Asking this question means that we are concerned about the future, which is very important today in Africa. I remember the reaction of an acquaintance before whom I was delighted that the African Union had finally succeeded in formulating a vision for the continent with Agenda 2063 “The Africa We Want”, responding to me: “These people from the African Union have already finished with our everyday problems and are planning for us a century later? It’s a sign of their inefficiency, a sign of their incompetence.” To consider the reference to the future and the long term as a sign of incompetence shows the immensity of the rape of the imagination suffered by Africans, to quote the Malian sociologist Aminata Traoré.
Just think. Since the years of structural adjustment, most African States have been warned to think only in the short term, depending on the budget year, or even in the very short term, according to the quarterly meetings with the IMF and World Bank teams.
Leaving the dictatorship of the short term in order to return to the long term, which is that of structural transformations, is the question of the hour for those who share the point of view according to which “you don’t develop people, people develop themselves“.
But without a long-term project, envisaging the future for at least three generations, no sustainable human development can be envisaged. Three generations is the horizon of the century. At this horizon, according to demographic projections, Africa will be the world’s leading human home, with nearly 40% of the world’s population, which will then be close to 9 billion inhabitants in all likelihood and barring a catastrophe. By 2050, the majority of the world’s young people under the age of 18 will be African and their share of the world population will continue to grow. According to FAO experts, Africa will still have 60 percent of arable land that is healthy for agriculture and will be the world’s second largest freshwater basin, as well as the second largest reservoir of biodiversity – the world’s second largest natural medicine chest. Africa will continue to be the world’s main reservoir of minerals, some of which are essential for a range of strategic industries. In other words, whether these are natural endowments or human endowments, Africa’s future looks bright.
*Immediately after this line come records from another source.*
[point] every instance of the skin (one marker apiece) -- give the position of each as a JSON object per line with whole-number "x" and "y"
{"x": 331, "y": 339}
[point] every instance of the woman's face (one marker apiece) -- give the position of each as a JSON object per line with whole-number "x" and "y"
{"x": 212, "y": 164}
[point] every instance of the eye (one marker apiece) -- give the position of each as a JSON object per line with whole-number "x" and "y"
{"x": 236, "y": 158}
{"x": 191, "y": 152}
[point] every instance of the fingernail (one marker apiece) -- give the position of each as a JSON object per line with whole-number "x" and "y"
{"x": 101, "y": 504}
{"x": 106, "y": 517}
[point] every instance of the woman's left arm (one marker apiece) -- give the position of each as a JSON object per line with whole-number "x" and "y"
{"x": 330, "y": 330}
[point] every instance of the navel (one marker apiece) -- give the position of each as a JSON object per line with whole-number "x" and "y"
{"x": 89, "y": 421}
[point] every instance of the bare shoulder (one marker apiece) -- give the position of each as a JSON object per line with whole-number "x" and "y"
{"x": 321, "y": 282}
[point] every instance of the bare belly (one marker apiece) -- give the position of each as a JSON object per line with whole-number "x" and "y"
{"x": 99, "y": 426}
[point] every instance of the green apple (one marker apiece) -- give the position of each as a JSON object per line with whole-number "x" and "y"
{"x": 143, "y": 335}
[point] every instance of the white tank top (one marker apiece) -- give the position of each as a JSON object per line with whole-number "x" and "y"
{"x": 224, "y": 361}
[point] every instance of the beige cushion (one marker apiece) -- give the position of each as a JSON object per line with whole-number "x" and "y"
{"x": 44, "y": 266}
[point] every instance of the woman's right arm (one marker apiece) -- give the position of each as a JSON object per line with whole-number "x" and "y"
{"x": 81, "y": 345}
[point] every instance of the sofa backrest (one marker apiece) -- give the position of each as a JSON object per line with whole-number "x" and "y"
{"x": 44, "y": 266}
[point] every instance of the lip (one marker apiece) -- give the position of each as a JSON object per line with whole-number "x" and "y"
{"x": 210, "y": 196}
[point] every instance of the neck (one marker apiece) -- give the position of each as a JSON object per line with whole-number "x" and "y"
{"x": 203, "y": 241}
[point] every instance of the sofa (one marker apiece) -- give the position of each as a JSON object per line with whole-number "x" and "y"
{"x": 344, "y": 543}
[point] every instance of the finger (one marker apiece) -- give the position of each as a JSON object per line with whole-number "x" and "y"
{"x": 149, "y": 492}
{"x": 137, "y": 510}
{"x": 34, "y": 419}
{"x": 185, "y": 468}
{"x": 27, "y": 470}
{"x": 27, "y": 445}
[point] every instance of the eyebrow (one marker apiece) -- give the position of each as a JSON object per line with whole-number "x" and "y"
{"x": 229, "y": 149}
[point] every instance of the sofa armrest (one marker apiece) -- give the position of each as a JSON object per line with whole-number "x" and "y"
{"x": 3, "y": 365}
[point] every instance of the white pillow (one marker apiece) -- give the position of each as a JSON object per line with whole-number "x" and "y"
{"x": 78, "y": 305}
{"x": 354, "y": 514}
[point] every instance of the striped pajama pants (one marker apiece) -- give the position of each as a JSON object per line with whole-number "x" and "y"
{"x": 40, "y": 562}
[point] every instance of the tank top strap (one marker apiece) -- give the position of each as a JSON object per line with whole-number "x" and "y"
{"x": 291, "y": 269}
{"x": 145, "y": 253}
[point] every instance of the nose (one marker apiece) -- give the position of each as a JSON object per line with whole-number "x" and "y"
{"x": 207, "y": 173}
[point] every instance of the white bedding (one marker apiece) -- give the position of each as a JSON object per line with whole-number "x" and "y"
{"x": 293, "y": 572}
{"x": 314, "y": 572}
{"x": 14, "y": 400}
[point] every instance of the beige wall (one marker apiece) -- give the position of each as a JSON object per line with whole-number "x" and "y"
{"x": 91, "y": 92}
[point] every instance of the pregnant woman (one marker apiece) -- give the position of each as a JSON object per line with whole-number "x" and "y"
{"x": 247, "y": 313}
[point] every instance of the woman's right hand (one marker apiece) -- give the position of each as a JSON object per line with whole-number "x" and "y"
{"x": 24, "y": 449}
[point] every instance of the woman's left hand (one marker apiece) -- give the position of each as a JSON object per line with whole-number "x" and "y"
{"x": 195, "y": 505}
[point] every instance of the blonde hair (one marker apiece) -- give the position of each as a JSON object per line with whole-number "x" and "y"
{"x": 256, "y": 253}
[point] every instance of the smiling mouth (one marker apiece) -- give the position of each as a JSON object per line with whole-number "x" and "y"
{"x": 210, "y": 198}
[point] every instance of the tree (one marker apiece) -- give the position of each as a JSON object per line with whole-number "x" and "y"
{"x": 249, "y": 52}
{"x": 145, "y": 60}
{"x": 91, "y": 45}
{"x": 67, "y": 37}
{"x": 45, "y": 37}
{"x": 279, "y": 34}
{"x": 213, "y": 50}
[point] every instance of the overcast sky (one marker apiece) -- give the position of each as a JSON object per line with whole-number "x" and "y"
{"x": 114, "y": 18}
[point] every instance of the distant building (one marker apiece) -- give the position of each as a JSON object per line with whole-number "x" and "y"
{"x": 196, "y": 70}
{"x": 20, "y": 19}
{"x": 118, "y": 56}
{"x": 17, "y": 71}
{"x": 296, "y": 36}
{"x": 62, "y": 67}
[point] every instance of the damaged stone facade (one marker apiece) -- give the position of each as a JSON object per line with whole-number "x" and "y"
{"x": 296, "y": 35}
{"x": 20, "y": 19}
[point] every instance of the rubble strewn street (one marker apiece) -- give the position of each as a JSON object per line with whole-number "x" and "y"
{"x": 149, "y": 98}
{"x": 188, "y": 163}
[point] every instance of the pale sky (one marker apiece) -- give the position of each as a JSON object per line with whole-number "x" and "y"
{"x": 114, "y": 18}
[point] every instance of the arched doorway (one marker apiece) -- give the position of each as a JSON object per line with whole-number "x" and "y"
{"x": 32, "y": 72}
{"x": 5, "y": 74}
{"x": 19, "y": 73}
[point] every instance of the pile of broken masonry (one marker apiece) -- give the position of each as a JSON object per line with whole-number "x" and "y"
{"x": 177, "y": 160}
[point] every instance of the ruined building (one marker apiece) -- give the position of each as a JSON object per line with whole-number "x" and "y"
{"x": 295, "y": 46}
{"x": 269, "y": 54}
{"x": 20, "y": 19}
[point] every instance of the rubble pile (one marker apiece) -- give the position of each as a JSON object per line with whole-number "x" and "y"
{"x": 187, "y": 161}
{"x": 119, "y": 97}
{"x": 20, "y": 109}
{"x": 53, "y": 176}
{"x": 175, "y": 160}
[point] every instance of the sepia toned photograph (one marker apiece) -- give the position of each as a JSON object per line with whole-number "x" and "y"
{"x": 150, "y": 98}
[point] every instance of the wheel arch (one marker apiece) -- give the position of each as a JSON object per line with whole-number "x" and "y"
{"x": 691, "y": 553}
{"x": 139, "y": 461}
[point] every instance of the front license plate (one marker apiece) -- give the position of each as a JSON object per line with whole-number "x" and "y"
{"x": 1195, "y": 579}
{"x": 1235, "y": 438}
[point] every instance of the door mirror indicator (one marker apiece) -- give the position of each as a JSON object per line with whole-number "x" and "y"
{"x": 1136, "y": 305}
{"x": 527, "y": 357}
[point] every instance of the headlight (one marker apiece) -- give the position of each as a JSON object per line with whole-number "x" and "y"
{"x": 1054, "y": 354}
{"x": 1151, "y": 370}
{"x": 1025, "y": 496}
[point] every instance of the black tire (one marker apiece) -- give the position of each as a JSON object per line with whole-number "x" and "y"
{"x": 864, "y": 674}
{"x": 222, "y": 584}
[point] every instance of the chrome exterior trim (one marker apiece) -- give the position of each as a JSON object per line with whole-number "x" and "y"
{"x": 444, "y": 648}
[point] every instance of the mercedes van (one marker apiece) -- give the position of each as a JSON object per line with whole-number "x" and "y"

How can this potential be transformed into reality to ensure the continuous improvement of the lives of Africans and other inhabitants of the world, and what trajectories should be defined to achieve this? That is the challenge.
To do so, Africans must now begin to give themselves greater leeway to exploit their natural and human endowments for the benefit of their populations.
To do so, they must re-interview the institutions they have given themselves to manage their collective life. My view is that the vision of Kwame Nkrumah, Ghana’s first president, remains the only one that can put Africans back in control of their future. Africa must unite within the United States of Africa so that Africans can live free and equal lives in tomorrow’s world. There is no future in this world for the African microstates inherited from colonization, which continue to stunt Africans in their daily lives and limit the horizon of their projection.
Africa must also be the bearer of the values of solidarity and sharing in order to give birth to a world at the origin of a new humanism, which above all respects the harmony of the human species with other living species in an ecological balance that respects biodiversity and the requirements of sustainable development.
Africa is in the best position to initiate this bifurcation, because it is currently the region least entrenched in the economy based on cheap fossil fuels and reckless borrowing and dumping in nature. I would very much like the awareness of belonging to a people who will have a great responsibility in shaping the fate of humanity to be better shared among Africans. It is time for Africans to take the measure of who they are in this world, of what they need to bring to make tomorrow’s world a better place. But for this to happen, overcoming the States inherited from colonization must be a major political priority for the continent. Are the continent’s populations and elites ready for this? Or do they want to continue to accept voluntary servitude for life?